I don’t sleep. Not anymore. Since becoming a mom, the sleeping ship has sailed…and I fear it may never return. Between the kids, my snoring husband, and my aching body, a full night’s sleep is a thing of the past. My three kids all sleep through the night now (most of the time) and the sleepless newborn nights are over. Sure, there are the handful of sleepless nights taking care of a sick child or cleaning up vomit…but on a regular basis, they don’t come in crying every night, don’t need to be fed in the middle of the night, or they don’t poop their pants and need to be changed (hopefully). But I still don’t sleep.
Everyone knows that once you have kids, you lose sleep. It is to be expected and is an accepted truth of parenting. As moms, we muddle through the best we can, dreaming that one day, we’ll get a full night’s sleep once again. But I didn’t expect there to be so many reasons I can’t sleep. It is not just the kids crying or being sick that keep me awake until the wee hours of the morning. It is so much more.
I remember being a kid and my parents telling me that they didn’t sleep well each night. They couldn’t sleep because they were worried, had a lot on their mind, couldn’t sleep when I wasn’t home, their back hurt, or whatever the reason of the day was. I simply couldn’t understand what the big deal was. Just go to bed and close your eyes. I was fine, my brother was fine…now just go to sleep. Now, that I am a mom myself, I get it. Moms just don’t sleep. Period.
I just recently read a story about a study that was done that reviled some very shocking results. The American Academy of Neurology and Georgia Southern University, confirms that after having children, moms sleep less. Mind blown. I am glad we spent a billion dollars on a study to prove what millions of mothers from the beginning of time could have told you. But even more shockingly, the study revealed that men’s sleep cycles don’t appear to be disturbed after having children. Wait, what? Everyone’s husband snores and sleeps soundly when mom is awake worrying, crying, or tending to the kids? I mean…I guess it makes me feel better than I am not alone.
This case and point proves true at my house every single night and I didn’t need an expensive study to prove it. I lay there awake thinking, getting up with a child, or whatever it happens to be and my hubby lays there snoring, almost completely undisturbed. Sometimes, I don’t even think he has a clue of half of the antics that go on after he has drifted off to sleepy land. Even if there are no antics happening, he still sleeps so soundly. How can the struggles of life not keep him awake? How can he not hear the screaming kid, the dog, or sleep during the crisis de jour? But more importantly, how can he not wake himself up with that god-awful snoring sound?

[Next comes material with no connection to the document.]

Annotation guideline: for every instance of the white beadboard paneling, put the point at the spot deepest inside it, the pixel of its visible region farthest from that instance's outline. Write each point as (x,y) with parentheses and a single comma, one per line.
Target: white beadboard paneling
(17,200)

Here is a small sample of the things that keep me awake at night while my hubby is happily snoring away next to me.
- Hearing the words “my tummy hurts” before bed or whispered into your ear in the middle of the night.
- Remembering in the middle of the night that it is “red shirt day” tomorrow for first graders. I can’t forget this in the morning.
- Laying on one side with my arms numb and tingling from being asleep and back aching because the toddler wanted to sleep in our bed and share my pillow. I don’t want to wake her.
- Hearing your kids coughing all night long in the other room when they have a cold.
- Worrying about how we are going to pay for child care costs, the vacation we want to take, or home improvement we want to make.
- Listening to the youngest cry because she wants more water…she’ll eventually come in and make me get up and get her some.
- Nervously trying to figure out if the thump I just heard was the cat doing something, one of the kids falling out of bed, or a murderer breaking into the house.
- Being jolted awake in a sheer panic because the tooth fairy forgot to come or because the Elf on the Shelf didn’t move.
- Listening to the old dog make attempt after attempt to jump on the bed.
- Constantly getting kicked in the face, gut, shin…whatever by this tiny human thrashing around. How does such a small person take up so much space?
- Reliving the day’s activities making sure I didn’t forget something super important.
- And so on, and so on….All. Night. Long.
So, long story short. I don’t sleep. Moms don’t sleep. Don’t know how to change this…guess as moms we just have to learn to live in a state of pure exhaustion. I’ve had nine years of practice now, so I should be getting really good at this.